Teck, Agnico close San Nicolás copper JV in Mexico

Geologists at Agnico Eagle Mines’ La India project in Chihuahua state. Credit: Agnico Eagle Mines.

Agnico Eagle Mines (TSX: AEM; NYSE: AEM) and Teck Resources (TSX: TECK.A/TECK.B, NYSE: TECK) have closed their previously announced joint venture to advance the San Nicolás copper-zinc project in Mexico.

Under the agreement, Agnico Eagle, through a wholly-owned Mexican subsidiary, will take a 50% stake in Minas de San Nicolás (MSN) for US$580 million. Teck and Agnico Eagle are now 50/50 JV partners at San Nicolás, which is located in Zacatecas state.

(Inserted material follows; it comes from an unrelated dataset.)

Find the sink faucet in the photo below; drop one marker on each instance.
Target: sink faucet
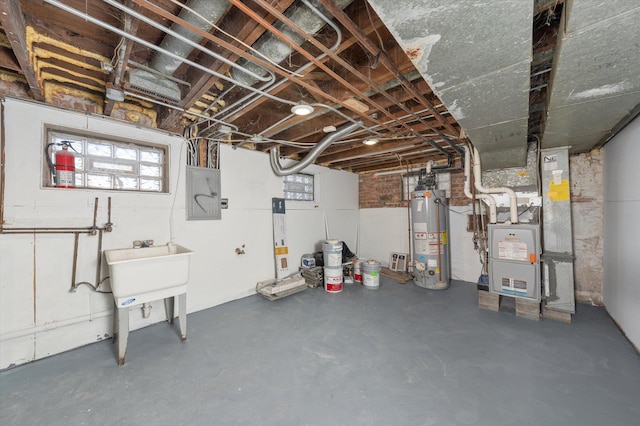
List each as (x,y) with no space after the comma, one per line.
(142,243)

The mining companies — two of Canada’s biggest — teamed up last year at San Nicolás — one of Mexico’s largest undeveloped volcanic-hosted massive sulphide deposits and among the largest globally. 

According to a 2021 estimate prepared by Teck, San Nicolas contains proven and probable reserves of 105.2 million tonnes grading 1.12% copper, 1.48% zinc, 0.4 gram gold per tonne and 22 grams silver — or more than 2% copper equivalent. 

Teck completed a prefeasibility study in March 2021 on San Nicolas, which contemplated an open-pit, truck and shovel, processing and flotation operation. The study estimated first production in 2026, a mine life of 15 years, and during the first five years, annual production of 63,000 tonnes of copper and 147,000 tonnes of zinc in concentrate. 

Average life of mine head grades, the study found, would come in at 1.13% copper and 1.49% zinc, and average C1 operating costs were pegged at US16¢ per lb. copper during the first five years of production and US44¢ per lb. over the life of mine, net of byproduct credits. 

Development capital costs were forecast to run to about US$842 million with a 2.6-year payback period. At US$3.50 per lb. copper and US$1.15 per lb. zinc, the study estimated an after-tax internal rate of return of 33%. 

The companies are planning to submit an environmental impact assessment and permit application for San Nicolás in the first half of 2023 and are targeting completion of a feasibility study in early 2024.